併せて東京電力福島第一原発事故で発生した放射性物質で汚染された土砂や廃棄物を格納するために、2種類のコンクリート容器を新たに開発し(画像1)、福島県郡山市内の汚染土を用いた実証実験を行い、想定通りの性能が得られることを実証したとも発表した。

また、今回の実験の結果に基づき、放射線量低減効果のシミュレーションシステムを開発したことも併せて発表している。

これにより、土砂や廃棄物の汚染状態に応じて、最適な容器の材料や厚さを選択することが可能となった。

2011年3月11日に発生した東日本大震災は日本に大きな惨状をもたらし、その後に福島県で発生した原発災害は、現在でも多くの課題を残している状況なのは誰もがご存じの通り。

このような中、荒木准教授らは研究委員会を2011年7月に立ち上げ、同年10月には福島県郡山市の日本大学工学部においてシンポジウムを開催し、地域住民とのディスカッション、現地土砂の汚染度評価、コンクリート容器の開発を継続して実施してきた形だ。

現在、日本において東日本大震災で大量に発生したガレキ処理が大きな問題となっている。

研究委員会はガレキ処理の一助となることを目指して、ガレキの中でも大きなウエイトを占めるコンクリガラの再利用技術の研究を進めた。

そして開発されたのが、コンクリガラを粉砕してできる再生骨材を用いた「再生コンクリート容器」(写真1・右)である。

今回、20cmの厚さを持つ再生コンクリート容器を試作し、現地の放射能汚染土を用いた実験により、従来の普通コンクリート容器と比較して遜色の無い放射線遮蔽効果を持つことが確認された。

今回の実験により、再生コンクリートによる放射能汚染物格納容器の実現性を実証できたといえる。

なお、本容器の作成に用いたコンクリガラは宮城県で発生したもので、放射性物質による汚染は確認されていない。

コンクリート容器を用いて放射能汚染物を運搬・保管する際には、容器の省スペース化と重量低減が課題となる。

そこで活躍が期待されるのが、今回開発されたもうひとつの「超重量コンクリート」(写真1・左)だ。

超重量コンクリートの比重は通常のコンクリートの約2倍で、容器の壁厚と重量を大幅に低減できることが大きな特徴である。

また、環境上問題がある特殊金属や化学薬品を一切用いておらず、将来的なリサイクルが容易で、環境に優しい点も大きな特徴だ。

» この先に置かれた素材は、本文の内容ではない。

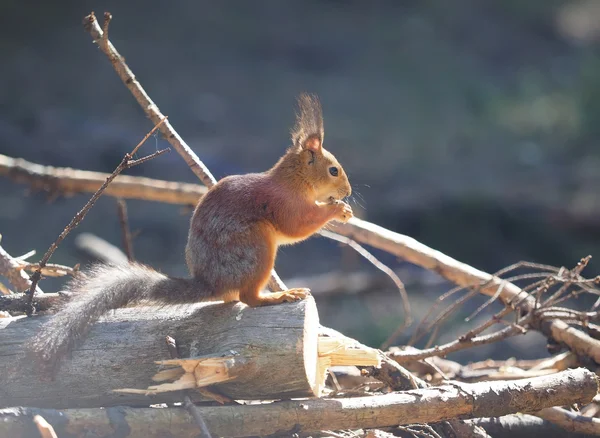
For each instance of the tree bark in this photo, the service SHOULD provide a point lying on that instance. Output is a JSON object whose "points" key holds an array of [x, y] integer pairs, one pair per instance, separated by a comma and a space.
{"points": [[269, 353], [416, 406]]}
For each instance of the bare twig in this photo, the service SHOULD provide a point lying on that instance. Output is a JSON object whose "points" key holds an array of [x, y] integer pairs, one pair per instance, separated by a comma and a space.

現地汚染土を用いた実験では、厚さ10cmの超重量コンクリート容器により、2倍の厚さを持つ普通コンクリート容器と同等の遮蔽性能を持つことを確認し、壁厚を5割、重量を3割削減できることを実証した。

この理由は、一般に材料の比重が高いほど放射線を遮る性能が高くなるからだ。

しかし、従来の重量コンクリート容器の比重は3.5程度が上限だった。

比重に限界があるのは、比重を高くすると水やセメントと骨材(砂利)が分離してコンクリを打つのが難しくなるためである。

今回開発した超重量コンクリート容器では、骨材として砂利の代わりに鉄粉を用い、その大きさや形を工夫することで、骨材の分離を防ぎ比重4.7という超重量コンクリート容器の実用化に成功したというわけだ。

今回の実証実験に関するセッティングの概要が画像2である。

汚染土を直径30cm高さ40cmの薄いプラスチック製容器に入れ、まず汚染土のみについて画像2の要領で汚染土表面からの距離Lを変化させながら放射線量を計測した。